Linear regression was used to analyze the data and a step by step approach was used. The demographic variables (gender & race) were first used as the sole explanatory variable. This would essentially describe the raw wage gap. On average, we found that male librarians were paid about $3000 more than females, which was about a 3.5% difference. Comparing minorities to non-minorities, the salary gap was about the same, around $3000. After this explanatory variables were added to the model. This would allow us to see an adjusted salary gap. Essentially it would allow us to see how much we would expect one demographic to be paid above another demographic holding certain variables constant such as years of experience, type of job, etc.
For analyzing gender, we first added both the years of experience and the percent of full-time worked variables to the model. After adding these variables in the adjusted salary gap became about 3% instead of 3.5%. We then added regional factors, such as which school they worked at, and whether they worked at a law or medical library (these types of libraries have different salary structures). After adding these factors, the adjusted salary gap actually increased to the original gap, around 3.5%. The last factor we added to the model was type of job. After adding this the gap decreased quite a bit, to around 2.2%. This is the final adjustment we made.
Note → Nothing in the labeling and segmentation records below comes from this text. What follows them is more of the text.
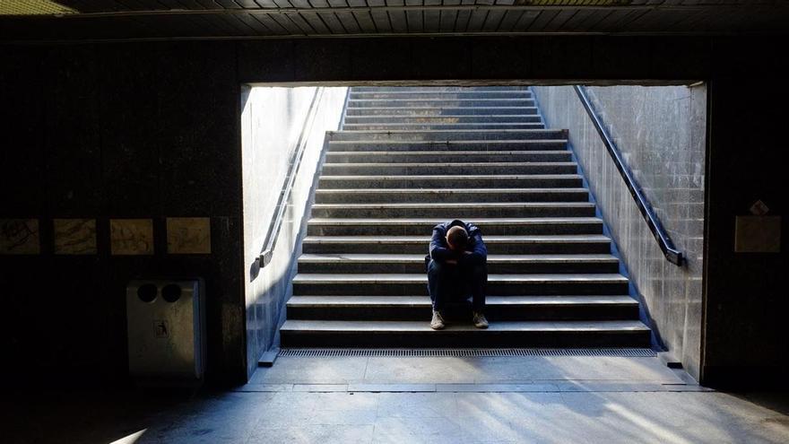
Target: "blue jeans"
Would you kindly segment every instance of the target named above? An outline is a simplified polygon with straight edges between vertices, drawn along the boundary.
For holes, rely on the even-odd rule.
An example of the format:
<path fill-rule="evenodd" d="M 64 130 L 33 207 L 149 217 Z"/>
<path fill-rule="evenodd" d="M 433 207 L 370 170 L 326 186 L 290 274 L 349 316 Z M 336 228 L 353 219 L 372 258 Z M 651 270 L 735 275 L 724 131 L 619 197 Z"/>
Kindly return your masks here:
<path fill-rule="evenodd" d="M 447 302 L 467 300 L 472 293 L 472 309 L 485 311 L 485 285 L 488 283 L 488 266 L 447 264 L 429 259 L 428 292 L 434 310 L 442 310 Z"/>

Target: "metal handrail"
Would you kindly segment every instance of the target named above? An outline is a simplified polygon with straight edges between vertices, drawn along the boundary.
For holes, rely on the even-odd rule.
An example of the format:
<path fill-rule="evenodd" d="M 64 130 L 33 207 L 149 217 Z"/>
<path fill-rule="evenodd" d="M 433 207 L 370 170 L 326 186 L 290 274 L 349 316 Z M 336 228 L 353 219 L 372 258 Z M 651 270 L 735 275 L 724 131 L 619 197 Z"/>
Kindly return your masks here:
<path fill-rule="evenodd" d="M 296 175 L 299 172 L 299 168 L 301 166 L 301 159 L 304 157 L 305 148 L 307 147 L 307 139 L 309 137 L 309 132 L 312 128 L 312 124 L 315 122 L 318 104 L 323 93 L 323 87 L 318 87 L 315 91 L 312 103 L 310 103 L 309 110 L 307 113 L 307 118 L 304 120 L 304 126 L 301 128 L 301 134 L 299 135 L 299 141 L 296 143 L 296 150 L 294 150 L 293 155 L 290 157 L 288 174 L 285 176 L 282 189 L 280 191 L 280 196 L 277 199 L 274 220 L 265 235 L 265 240 L 264 241 L 260 256 L 256 259 L 260 268 L 271 263 L 272 257 L 273 256 L 274 248 L 277 245 L 277 238 L 280 237 L 280 230 L 282 228 L 282 221 L 285 219 L 288 200 L 290 198 L 290 191 L 293 189 L 293 182 L 296 180 Z"/>
<path fill-rule="evenodd" d="M 585 87 L 574 85 L 574 88 L 576 93 L 578 95 L 578 99 L 581 100 L 581 104 L 584 105 L 584 109 L 586 109 L 586 113 L 589 115 L 589 118 L 592 119 L 594 128 L 597 129 L 597 134 L 599 134 L 600 138 L 603 139 L 603 144 L 605 145 L 605 149 L 608 150 L 608 153 L 611 155 L 614 165 L 616 165 L 617 170 L 619 170 L 620 174 L 625 180 L 628 189 L 630 190 L 630 196 L 633 196 L 636 205 L 638 205 L 638 210 L 641 211 L 641 214 L 646 221 L 646 224 L 649 226 L 652 235 L 655 236 L 655 239 L 657 240 L 660 249 L 663 250 L 663 256 L 665 256 L 665 258 L 672 264 L 681 266 L 684 262 L 682 253 L 674 247 L 672 239 L 669 237 L 668 233 L 665 232 L 663 224 L 660 222 L 660 219 L 658 219 L 652 211 L 652 206 L 649 205 L 649 201 L 641 192 L 638 183 L 636 182 L 632 173 L 630 173 L 630 170 L 628 169 L 627 165 L 625 165 L 621 152 L 616 144 L 614 144 L 613 139 L 608 134 L 605 126 L 603 124 L 603 120 L 597 115 L 592 102 L 589 100 Z"/>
Therefore, we determined that about 40% of the gender salary gap in the library workforce were due to factors such as years of experience, full-time status, regional factors, and the type of job worked.
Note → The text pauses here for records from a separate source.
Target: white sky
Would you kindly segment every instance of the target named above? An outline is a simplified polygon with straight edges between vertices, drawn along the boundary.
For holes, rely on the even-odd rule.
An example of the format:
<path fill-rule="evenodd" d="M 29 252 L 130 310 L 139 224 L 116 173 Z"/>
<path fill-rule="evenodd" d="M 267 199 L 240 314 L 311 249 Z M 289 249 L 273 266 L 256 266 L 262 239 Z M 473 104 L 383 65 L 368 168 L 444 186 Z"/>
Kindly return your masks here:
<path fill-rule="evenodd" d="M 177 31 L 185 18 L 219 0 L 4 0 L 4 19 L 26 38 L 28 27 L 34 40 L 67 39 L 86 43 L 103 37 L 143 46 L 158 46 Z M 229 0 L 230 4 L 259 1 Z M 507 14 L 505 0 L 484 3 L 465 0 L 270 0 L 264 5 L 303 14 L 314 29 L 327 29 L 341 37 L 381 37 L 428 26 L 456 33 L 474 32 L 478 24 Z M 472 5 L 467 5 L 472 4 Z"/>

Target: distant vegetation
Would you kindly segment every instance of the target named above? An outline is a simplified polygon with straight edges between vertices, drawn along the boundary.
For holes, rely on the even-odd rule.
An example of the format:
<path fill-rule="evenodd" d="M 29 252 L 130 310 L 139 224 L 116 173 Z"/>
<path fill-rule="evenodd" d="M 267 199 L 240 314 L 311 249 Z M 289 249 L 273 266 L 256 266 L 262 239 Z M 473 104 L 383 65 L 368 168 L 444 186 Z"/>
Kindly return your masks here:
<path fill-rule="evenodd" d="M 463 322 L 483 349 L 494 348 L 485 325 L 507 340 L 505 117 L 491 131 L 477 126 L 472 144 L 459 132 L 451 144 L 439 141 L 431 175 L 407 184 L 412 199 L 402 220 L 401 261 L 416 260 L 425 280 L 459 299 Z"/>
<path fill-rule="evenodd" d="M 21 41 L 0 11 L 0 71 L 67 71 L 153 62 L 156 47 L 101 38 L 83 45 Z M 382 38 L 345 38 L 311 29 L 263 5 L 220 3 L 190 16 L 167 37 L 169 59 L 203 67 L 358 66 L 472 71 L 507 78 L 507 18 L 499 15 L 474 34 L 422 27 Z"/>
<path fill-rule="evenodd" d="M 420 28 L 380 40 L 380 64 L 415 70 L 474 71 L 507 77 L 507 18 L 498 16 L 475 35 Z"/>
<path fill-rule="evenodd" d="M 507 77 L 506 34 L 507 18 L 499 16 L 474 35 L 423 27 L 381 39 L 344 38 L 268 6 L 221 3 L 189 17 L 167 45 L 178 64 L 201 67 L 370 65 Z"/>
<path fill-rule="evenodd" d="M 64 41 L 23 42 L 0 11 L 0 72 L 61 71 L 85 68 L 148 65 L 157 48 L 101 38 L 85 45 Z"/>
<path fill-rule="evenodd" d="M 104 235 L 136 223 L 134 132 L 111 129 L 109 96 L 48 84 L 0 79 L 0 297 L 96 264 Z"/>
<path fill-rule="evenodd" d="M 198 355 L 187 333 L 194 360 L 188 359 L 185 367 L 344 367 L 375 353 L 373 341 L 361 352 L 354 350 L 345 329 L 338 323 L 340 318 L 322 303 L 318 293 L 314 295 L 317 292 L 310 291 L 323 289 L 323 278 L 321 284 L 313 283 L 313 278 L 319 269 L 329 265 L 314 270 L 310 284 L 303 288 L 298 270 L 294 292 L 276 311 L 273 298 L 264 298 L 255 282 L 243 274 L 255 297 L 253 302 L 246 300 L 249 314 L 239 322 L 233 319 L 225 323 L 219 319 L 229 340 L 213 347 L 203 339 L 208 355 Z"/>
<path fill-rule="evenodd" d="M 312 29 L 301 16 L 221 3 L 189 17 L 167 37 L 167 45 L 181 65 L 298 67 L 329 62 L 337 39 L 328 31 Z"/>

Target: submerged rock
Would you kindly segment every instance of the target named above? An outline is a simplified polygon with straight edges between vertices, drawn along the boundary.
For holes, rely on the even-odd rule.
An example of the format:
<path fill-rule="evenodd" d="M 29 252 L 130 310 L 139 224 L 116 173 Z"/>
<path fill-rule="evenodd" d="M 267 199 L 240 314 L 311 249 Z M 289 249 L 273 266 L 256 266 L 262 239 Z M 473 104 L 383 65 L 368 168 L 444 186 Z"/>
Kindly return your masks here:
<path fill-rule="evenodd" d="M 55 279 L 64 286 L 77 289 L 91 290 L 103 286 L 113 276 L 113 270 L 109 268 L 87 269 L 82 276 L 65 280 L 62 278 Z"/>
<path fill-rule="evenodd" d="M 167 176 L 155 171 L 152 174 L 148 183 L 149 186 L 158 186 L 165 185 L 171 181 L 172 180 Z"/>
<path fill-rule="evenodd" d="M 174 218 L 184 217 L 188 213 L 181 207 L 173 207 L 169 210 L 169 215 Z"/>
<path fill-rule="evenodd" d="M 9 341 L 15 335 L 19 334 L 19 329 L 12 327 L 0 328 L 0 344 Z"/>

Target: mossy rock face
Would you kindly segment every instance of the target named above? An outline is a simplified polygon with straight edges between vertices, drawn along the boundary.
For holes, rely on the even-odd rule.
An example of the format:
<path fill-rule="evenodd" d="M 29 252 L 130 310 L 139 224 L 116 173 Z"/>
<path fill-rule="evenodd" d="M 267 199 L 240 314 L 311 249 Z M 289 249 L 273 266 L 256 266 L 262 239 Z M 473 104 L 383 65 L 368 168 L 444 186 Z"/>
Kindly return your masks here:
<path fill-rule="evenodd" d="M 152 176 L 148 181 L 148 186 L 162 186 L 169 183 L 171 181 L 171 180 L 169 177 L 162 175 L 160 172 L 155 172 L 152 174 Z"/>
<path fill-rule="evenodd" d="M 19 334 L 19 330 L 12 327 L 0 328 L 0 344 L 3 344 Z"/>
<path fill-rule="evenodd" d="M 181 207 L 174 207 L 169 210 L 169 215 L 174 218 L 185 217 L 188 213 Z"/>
For analyzing race, we used the same pattern as analyzing gender. However, the first model included gender and race. After adjusting for gender, there was about a 1.7% difference in salaries between minorities and non-minorities, with non-minorities having the higher salary. After adjusting for experience and part-time status, there was only a 0.8% difference in salaries. This reduction in the salary gap was what we had expected. Next, we added on regional factors which reduced the salary gap to 0.5%. Lastly we added job type, which actually reduced to gap to -0.8%. In other words, adjusting for years of experience, full-time status, regional factors, and job type, we would expect minorities to be paid about 0.8% more than non-minorities.
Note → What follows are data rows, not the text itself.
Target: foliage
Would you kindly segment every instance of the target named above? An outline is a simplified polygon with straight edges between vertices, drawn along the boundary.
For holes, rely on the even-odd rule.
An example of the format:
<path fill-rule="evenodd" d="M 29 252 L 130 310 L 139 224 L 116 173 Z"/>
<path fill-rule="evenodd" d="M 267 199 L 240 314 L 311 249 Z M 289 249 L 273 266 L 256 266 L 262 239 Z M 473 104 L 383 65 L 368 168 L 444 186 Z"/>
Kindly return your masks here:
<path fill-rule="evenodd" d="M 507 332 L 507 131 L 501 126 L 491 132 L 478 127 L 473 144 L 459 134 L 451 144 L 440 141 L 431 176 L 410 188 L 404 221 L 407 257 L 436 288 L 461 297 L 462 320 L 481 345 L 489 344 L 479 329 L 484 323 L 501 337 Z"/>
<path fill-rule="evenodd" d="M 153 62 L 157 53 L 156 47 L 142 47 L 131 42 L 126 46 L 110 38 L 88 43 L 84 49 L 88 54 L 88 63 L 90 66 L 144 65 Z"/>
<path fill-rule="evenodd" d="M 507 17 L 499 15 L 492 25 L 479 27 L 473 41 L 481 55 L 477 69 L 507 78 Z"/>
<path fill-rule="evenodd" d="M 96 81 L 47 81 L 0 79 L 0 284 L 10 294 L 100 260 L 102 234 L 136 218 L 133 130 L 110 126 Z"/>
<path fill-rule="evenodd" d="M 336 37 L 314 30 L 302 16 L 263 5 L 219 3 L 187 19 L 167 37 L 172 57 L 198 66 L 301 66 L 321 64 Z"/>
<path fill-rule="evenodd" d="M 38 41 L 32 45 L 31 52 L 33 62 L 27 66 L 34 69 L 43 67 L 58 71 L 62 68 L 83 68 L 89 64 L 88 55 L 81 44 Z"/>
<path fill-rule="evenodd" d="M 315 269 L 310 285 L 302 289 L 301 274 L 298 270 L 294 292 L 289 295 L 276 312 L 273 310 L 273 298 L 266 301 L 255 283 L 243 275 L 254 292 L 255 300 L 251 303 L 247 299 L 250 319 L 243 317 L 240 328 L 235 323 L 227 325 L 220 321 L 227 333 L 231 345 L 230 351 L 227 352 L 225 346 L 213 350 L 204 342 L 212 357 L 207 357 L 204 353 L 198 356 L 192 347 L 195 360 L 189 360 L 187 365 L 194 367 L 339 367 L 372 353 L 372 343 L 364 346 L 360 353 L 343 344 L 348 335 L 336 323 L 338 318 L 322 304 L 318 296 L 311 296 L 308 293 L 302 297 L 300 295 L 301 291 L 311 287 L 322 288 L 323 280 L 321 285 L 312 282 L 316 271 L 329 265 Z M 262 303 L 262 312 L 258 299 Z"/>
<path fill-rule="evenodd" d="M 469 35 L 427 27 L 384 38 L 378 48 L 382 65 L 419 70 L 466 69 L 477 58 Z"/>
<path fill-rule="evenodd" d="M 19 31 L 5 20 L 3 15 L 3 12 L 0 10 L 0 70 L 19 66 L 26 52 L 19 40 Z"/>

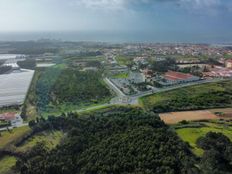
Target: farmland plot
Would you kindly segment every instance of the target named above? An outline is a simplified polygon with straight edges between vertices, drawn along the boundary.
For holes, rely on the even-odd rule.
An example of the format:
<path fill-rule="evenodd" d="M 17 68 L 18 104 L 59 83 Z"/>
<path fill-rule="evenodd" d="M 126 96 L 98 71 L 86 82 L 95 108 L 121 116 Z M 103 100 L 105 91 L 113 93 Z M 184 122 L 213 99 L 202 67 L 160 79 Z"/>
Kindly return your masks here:
<path fill-rule="evenodd" d="M 21 105 L 33 75 L 32 70 L 0 75 L 0 107 Z"/>

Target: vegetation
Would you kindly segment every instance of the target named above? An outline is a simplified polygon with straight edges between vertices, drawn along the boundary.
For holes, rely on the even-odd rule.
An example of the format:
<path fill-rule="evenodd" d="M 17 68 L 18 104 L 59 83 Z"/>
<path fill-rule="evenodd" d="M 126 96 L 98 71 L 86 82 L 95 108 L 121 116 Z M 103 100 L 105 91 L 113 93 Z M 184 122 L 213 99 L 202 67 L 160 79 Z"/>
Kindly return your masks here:
<path fill-rule="evenodd" d="M 151 62 L 151 67 L 154 72 L 167 72 L 168 70 L 175 70 L 177 69 L 175 59 L 166 58 L 162 61 L 154 61 Z"/>
<path fill-rule="evenodd" d="M 26 59 L 24 61 L 19 61 L 17 64 L 20 66 L 20 68 L 23 69 L 32 69 L 34 70 L 36 67 L 36 61 L 35 59 Z"/>
<path fill-rule="evenodd" d="M 28 126 L 15 128 L 10 131 L 1 132 L 0 149 L 9 148 L 10 145 L 14 145 L 30 132 L 31 129 Z"/>
<path fill-rule="evenodd" d="M 154 112 L 197 110 L 232 106 L 232 81 L 202 84 L 162 92 L 140 99 Z"/>
<path fill-rule="evenodd" d="M 112 78 L 115 78 L 115 79 L 126 79 L 128 77 L 129 77 L 128 73 L 120 73 L 120 74 L 115 74 L 112 76 Z"/>
<path fill-rule="evenodd" d="M 204 149 L 200 161 L 203 173 L 229 174 L 232 172 L 232 142 L 221 133 L 209 132 L 197 141 Z"/>
<path fill-rule="evenodd" d="M 23 142 L 21 146 L 17 147 L 17 151 L 26 152 L 37 143 L 44 143 L 48 149 L 53 149 L 60 144 L 63 136 L 62 131 L 43 131 Z"/>
<path fill-rule="evenodd" d="M 46 122 L 42 127 L 64 129 L 67 137 L 52 151 L 40 143 L 25 153 L 17 162 L 22 174 L 198 173 L 187 145 L 158 116 L 139 109 L 68 114 Z"/>
<path fill-rule="evenodd" d="M 222 133 L 232 140 L 232 125 L 226 123 L 204 123 L 200 127 L 192 127 L 189 125 L 176 129 L 176 132 L 183 141 L 189 143 L 193 152 L 198 156 L 203 155 L 203 149 L 197 146 L 197 140 L 200 137 L 204 137 L 208 132 Z"/>
<path fill-rule="evenodd" d="M 133 64 L 133 58 L 129 56 L 116 56 L 115 59 L 119 65 L 130 66 L 131 64 Z"/>
<path fill-rule="evenodd" d="M 0 158 L 0 173 L 1 174 L 12 174 L 15 173 L 13 171 L 13 167 L 16 164 L 16 158 L 12 156 L 5 156 Z"/>
<path fill-rule="evenodd" d="M 110 98 L 100 71 L 78 71 L 63 65 L 37 68 L 22 115 L 29 120 L 36 115 L 60 115 L 106 103 Z"/>

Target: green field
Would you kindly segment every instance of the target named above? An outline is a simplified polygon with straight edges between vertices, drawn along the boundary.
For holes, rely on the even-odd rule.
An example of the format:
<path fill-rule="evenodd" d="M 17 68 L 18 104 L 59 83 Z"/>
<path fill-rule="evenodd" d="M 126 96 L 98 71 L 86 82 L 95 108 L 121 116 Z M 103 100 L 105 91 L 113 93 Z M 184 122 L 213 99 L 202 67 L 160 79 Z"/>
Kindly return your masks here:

We also expanded the process to each race, rather than minority and non-minority. However, the smaller sample size for some of the races decreased the power of this study. When doing this, the adjusted salary gap against Caucasians closed to zero for almost every race. The only exception was Hispanics, where the salary gap was about 3.2% even after adjusting for the factors discussed above.
Overall, the salary gaps that have been discussed in the libraries can partially be explained by factors such as years of experience, part-time status, regional factors, and the type of job within the library. However, there is still a significant portion of the salary for female workers that is not explained. Also, salaries for Hispanics compared against Caucasians were still significantly lower, even after adjusting for other explanatory factors. While there are still unexplained salary differences among these groups, it cannot be concluded that this is due to overt discrimination. There could be other explanatory factors not included in this data that would either decrease or perhaps increase the gap.